Using ChatGPT to Convert LabCorp PDFs into a Google Sheet
Tags: ai, chatgpt, health • Categories: Productivity
The last couple of years I’ve monitored my food, blood levels, etc more closely. It’s a topic for another blog post, but it’s been really interesting to watch how key blood levels have changed over time and reacted to changes in my diet and exercise.
I use lab core for all my blood work, and I’ve been relatively happy with them. However, their online portal does not allow you to download a CSV or Excel document of your blood work over time. They only offer a PDF download.
This makes it challenging to track your levels over time and understand what’s changing and why due to lifestyle changes.
Enter ChatGPT. With the latest vision models, you can use it to extract tabular data from the unstructured PDF that LabCorp provides you.
Converting PDF to JPEGs
The first step is converting a PDF into multiple JPEGs that you can easily drop into ChatGPT. I was not able to figure out how to group multiple pages into a single jpeg, but limit the maximum of pages in each jpeg. In my opinion, the Image Magic command line tool is poorly documented. It does not provide enough examples to easily understand how to do this. If anyone knows how to instruct the image magic convert tool to split a PDF into multiple JPEGs with a certain number of images in each JPEG, let me know!
Here’s the zsh script you can use (after brew install imagemagick
) to convert your LabCorp PDF into a JPEG. I found that using lower-quality JPEGs did not harm model performance and actually improved it when attaching multiple images to a single chat.
convert-pdf-to-jpeg() {
local filepath=$1
local outputpath="${filepath:r}"
# the position of `filepath` matters! Put this before the operators
magick -density 300 "${filepath}" -alpha remove -resize 1024x -quality 100 "${outputpath%.*}-%d.jpeg"

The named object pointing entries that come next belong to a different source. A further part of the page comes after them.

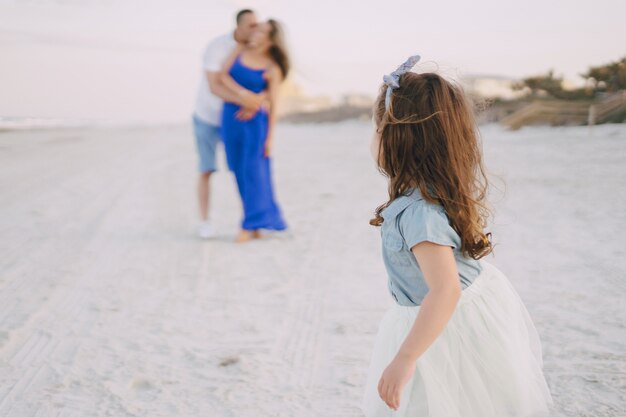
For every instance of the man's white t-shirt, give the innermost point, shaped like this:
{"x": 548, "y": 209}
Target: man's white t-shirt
{"x": 208, "y": 105}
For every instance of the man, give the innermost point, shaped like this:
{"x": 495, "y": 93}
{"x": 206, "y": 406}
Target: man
{"x": 208, "y": 110}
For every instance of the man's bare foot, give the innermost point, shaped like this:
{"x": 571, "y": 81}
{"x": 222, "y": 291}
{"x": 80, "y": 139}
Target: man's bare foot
{"x": 244, "y": 236}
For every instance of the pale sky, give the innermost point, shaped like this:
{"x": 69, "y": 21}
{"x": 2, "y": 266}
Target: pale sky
{"x": 138, "y": 60}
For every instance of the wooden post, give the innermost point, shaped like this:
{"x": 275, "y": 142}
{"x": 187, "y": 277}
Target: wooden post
{"x": 591, "y": 118}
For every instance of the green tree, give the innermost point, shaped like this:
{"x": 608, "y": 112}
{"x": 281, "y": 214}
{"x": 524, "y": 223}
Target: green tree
{"x": 542, "y": 85}
{"x": 610, "y": 77}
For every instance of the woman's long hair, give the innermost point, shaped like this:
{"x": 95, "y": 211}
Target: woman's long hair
{"x": 278, "y": 50}
{"x": 429, "y": 141}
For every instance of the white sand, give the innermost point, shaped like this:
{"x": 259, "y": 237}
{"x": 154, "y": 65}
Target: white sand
{"x": 109, "y": 306}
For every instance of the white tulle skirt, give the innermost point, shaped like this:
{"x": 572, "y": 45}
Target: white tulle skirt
{"x": 486, "y": 363}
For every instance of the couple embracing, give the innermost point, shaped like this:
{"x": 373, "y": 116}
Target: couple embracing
{"x": 237, "y": 102}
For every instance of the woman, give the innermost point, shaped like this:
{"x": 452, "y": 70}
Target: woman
{"x": 258, "y": 68}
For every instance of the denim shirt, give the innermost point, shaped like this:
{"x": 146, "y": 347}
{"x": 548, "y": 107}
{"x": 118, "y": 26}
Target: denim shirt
{"x": 409, "y": 220}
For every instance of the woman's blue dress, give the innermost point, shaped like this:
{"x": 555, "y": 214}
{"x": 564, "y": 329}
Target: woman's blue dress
{"x": 244, "y": 142}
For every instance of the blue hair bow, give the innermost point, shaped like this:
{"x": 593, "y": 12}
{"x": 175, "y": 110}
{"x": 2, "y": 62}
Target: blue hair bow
{"x": 393, "y": 80}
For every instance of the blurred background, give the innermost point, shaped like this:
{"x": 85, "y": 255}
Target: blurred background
{"x": 137, "y": 62}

# select the first output in the finder
open -R "$outputpath-0.jpeg"
}
Converting LabCorp JPEGs into Tabular Data
It’s a little known secret, but you can paste tab separated content directly into Google Sheet. This makes it easy to run command line tools, convert data to tab separated content, and then paste it directly into Google Sheet.
This is exactly what we do here. Instruct ChatGPT to convert the JPEG into tab separated content for easily pasting it into Google Sheets.
Here’s the prompt that worked for me:
Extract the data in the attached labcorp blood report into the following columns:
- Date
- Specimen ID
- Test
- Units
- Result. Numeric value, can include `<`
- Normal Range. In the format of `lower-higher` where `lower` and `higher` are both integers.
Format the result as a TSV in a code block. Omit header line.
Here’s the google sheet template that you paste the labcorp blood work directly into.
I’ve also published a custom GPT with this prompt and some additional settings (like disabling the code interpreter).